The much deeper problem for the US economy is the asymmetric impact of Fed policies on households and businesses. The Fed’s monetary and regulatory policies have contributed to a form of capitalism where the rewards are going to the 1% and the risks are borne by the 99%. The current crisis response has made it painfully clear again that the Fed’s policies benefit high income individuals and large corporations, while small businesses and low income individuals bear the burden. While the Fed likes to see itself as part of the solution to America’s economic problems, it should ask itself whether it is also part of these problems.

And Yet, as Edwards reads comments of Fed members, particularly on Twitter (especially those of one Neel Kashkari), “they  apparently cannot conceive they are part of the problem”, instead “they ooze overconfidence and arrogance and have learnt nothing from the disastrous outcomes of their repeated excessively easy money policies to goose the financial markets and economy.” 

Edwards leaves the last word on the unintended consequences of the Fed’s disastrous actions to the late, great Paul Volker “who must be turning in his grave.” He wrote in 2018 shortly before his death:

“The real danger comes from encouraging or inadvertently tolerating rising inflation and its close cousin  of extreme speculation and risk-taking, in effect standing by while bubbles and excesses threaten  financial markets. Ironically, the “easy money,” striving for a “little inflation” as a means of forestalling deflation, could, in the end, be what brings it about.”

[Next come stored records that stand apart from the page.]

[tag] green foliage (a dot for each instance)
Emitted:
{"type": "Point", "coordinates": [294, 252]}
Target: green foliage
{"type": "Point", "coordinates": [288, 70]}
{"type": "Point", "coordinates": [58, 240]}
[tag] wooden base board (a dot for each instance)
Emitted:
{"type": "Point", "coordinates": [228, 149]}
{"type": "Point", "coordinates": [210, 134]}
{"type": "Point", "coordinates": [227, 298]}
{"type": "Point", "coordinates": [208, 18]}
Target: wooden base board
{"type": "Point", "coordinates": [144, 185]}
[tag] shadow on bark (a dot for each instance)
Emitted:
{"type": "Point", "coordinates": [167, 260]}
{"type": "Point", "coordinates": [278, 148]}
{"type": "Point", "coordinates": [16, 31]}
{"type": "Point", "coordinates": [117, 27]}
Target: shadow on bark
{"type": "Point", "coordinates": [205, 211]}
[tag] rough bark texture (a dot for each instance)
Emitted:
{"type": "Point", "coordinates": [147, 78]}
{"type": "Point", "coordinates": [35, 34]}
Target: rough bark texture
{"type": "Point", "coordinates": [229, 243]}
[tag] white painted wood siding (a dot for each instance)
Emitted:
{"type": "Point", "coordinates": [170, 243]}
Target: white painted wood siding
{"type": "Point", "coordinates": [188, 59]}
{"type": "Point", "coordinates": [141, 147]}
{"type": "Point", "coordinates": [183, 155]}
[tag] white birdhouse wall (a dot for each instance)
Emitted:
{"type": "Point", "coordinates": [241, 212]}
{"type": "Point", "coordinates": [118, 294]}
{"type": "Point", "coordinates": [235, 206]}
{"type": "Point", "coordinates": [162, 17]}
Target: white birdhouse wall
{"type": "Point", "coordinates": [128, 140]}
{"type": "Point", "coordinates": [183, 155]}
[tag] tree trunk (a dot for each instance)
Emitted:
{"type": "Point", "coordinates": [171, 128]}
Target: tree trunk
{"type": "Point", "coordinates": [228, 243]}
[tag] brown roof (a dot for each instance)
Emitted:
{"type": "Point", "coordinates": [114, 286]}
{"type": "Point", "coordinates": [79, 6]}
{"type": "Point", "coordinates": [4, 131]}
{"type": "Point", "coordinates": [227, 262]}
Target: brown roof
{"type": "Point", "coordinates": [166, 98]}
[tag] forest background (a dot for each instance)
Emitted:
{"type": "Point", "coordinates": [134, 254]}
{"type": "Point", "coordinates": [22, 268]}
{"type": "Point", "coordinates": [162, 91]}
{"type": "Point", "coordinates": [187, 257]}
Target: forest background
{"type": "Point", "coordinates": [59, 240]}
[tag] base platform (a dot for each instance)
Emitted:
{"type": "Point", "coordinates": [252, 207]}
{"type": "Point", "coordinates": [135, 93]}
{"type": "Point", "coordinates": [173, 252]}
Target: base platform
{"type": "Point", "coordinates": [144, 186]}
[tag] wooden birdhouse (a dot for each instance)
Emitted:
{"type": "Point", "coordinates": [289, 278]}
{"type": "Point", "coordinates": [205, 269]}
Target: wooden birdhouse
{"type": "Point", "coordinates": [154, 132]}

To this all we can add is that none of this is at all “ironic”: we have reached the part in the endgame where the Fed is willing to sacrifice the living standards of the lower and middle classes (why else is the Fed begging Congress to launch Universal Basic Income and handout checks to America’s middle class – it knows well that without this, the next major riot to take place will be at the Marriner Eccles building) just so it can inflate away the corporate and sovereign debt that the top 1% needs gone so it can perpetuate the corrupt crony-capitalist, neo-feudal system that the US currently lives under.